Stop Complaining & DO Something!

Along comes the Am Law Daily article today, Reality Check: In Setting Billing Rates, Location and Size Matter; Experience…Not So Much, to tell us what many corporate counsel suspected or have experienced over the last 24 months with outside counsel.  Legal bills from 2007 through 2009 (that includes 5 quarters during the Great Recession, folks) were examined from 36 large corporations. Here are just a few findings:

  • Discounts were illusory, and volume of work given a firm did not correlate with reduced rates. Them what gots…got more.
  • Even as the economy tanked, law firm rates kept rising — sometimes at the healthy clip of 21%.
  • 85 % of lawyers charge clients different rates for the same work.


  • In-house counsel approve 75% of law firm rate hikes.

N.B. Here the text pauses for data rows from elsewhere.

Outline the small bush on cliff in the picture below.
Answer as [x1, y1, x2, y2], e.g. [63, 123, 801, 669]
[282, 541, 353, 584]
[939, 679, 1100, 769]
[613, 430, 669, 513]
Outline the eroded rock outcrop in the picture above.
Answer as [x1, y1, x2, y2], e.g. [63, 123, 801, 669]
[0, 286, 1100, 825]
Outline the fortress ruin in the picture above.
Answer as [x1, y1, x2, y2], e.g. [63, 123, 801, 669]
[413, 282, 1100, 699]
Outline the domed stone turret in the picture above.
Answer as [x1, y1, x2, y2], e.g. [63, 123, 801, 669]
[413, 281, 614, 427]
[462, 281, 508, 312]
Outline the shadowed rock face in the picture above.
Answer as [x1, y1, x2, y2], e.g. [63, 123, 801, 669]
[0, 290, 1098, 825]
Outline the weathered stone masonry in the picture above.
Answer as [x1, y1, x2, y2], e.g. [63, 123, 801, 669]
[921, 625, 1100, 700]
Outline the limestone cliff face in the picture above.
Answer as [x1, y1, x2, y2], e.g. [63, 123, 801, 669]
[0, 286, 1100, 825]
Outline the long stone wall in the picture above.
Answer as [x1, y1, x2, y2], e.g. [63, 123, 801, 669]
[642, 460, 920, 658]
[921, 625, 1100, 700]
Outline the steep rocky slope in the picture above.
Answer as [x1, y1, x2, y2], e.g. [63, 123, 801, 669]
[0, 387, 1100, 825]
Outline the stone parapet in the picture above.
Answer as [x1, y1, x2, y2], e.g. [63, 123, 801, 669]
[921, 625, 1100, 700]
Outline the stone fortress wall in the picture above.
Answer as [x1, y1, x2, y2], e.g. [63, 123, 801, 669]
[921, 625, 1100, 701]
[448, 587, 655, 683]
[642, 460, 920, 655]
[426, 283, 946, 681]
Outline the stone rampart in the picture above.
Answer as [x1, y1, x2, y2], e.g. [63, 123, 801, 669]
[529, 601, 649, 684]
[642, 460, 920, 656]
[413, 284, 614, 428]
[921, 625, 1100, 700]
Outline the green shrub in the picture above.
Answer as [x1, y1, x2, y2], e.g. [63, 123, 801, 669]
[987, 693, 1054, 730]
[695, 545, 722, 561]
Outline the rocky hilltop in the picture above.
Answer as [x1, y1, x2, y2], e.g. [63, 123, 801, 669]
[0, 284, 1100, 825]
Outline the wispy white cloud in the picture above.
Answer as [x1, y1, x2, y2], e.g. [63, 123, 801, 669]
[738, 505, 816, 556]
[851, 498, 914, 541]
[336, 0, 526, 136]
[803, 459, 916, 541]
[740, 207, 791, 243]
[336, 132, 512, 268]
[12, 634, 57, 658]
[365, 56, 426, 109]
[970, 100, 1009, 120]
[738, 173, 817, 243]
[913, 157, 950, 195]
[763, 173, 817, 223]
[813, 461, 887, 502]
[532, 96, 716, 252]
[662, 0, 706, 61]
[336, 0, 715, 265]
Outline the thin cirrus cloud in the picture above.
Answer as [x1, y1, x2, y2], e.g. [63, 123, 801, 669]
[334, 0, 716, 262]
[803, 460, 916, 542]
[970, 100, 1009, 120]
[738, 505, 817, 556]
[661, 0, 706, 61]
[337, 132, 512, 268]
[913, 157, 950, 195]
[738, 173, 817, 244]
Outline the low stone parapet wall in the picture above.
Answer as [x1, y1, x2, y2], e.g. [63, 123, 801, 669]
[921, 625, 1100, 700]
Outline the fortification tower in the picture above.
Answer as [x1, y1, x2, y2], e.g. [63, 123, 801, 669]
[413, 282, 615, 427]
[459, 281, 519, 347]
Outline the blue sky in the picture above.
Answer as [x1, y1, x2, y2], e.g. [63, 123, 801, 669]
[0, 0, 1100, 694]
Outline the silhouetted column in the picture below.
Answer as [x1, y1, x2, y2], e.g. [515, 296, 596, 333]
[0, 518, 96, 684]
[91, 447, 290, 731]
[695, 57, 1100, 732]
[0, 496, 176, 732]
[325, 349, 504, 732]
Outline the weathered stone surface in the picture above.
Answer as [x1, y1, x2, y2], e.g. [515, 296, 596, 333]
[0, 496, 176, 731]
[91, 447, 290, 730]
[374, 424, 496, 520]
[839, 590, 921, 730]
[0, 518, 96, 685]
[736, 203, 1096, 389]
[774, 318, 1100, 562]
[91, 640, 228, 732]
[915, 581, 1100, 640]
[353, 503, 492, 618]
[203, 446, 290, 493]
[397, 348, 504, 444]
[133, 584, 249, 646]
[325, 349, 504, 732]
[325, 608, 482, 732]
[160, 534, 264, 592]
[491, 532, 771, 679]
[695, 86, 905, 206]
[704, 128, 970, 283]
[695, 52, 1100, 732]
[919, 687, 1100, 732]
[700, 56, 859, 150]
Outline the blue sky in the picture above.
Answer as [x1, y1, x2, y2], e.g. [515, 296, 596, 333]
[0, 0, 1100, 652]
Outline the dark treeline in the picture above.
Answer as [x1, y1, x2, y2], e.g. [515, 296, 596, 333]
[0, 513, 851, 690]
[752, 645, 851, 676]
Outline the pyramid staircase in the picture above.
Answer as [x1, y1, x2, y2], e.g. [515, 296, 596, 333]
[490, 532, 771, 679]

 CFOs of the world – please take note.

 The numbers speak for themselves…actually SHOUT for themselves.

There is an enormous need for a more orderly, rational and cost-effective approach to providing legal services. It’s hardly surprising that firms and enlightened legal departments are embracing Legal Project Management (LPM) – which offers a disciplined approach for planning, controlling and executing a legal matter within the constraints of time, budget and agreed-upon performance requirements.

This also is why those law firms that are adopting LPM have the chance to outdistance their disorderly, inefficient competitors in the highly-competitive legal services market.  Clients may still feel they lack the leverage to beat back law firm rate increases, but when it comes to an approach for driving more value into service as LPM does, they know when they are being offered a good thing.

© 2010, Edge International US, LLC.  All rights reserved.

No part of this post may be copied or reproduced without the express permission from Edge International US, LLC.

This entry was posted in General Counsel, Legal Project Management, Legal Spend, Outside Counsel, Uncategorized. Bookmark the permalink.

One Response to Stop Complaining & DO Something!

  1. Jim Caruso says:

    Surprised to hear about the rate increase despite all of the recent press about law firms being under pressure to reduce fees, offer alternative billing methodologies, etc.

    Re: the stat “85 % of lawyers charge clients different rates for the same work” – does this mean they charge *different* clients different rates for the same work? If so, I actually think that’s OK and consistent with certain other industries, particularly those that practice yield management (airlines, hotels, etc.) I see this as a positive in that it is moving in the right direction, away from standard hourly billing.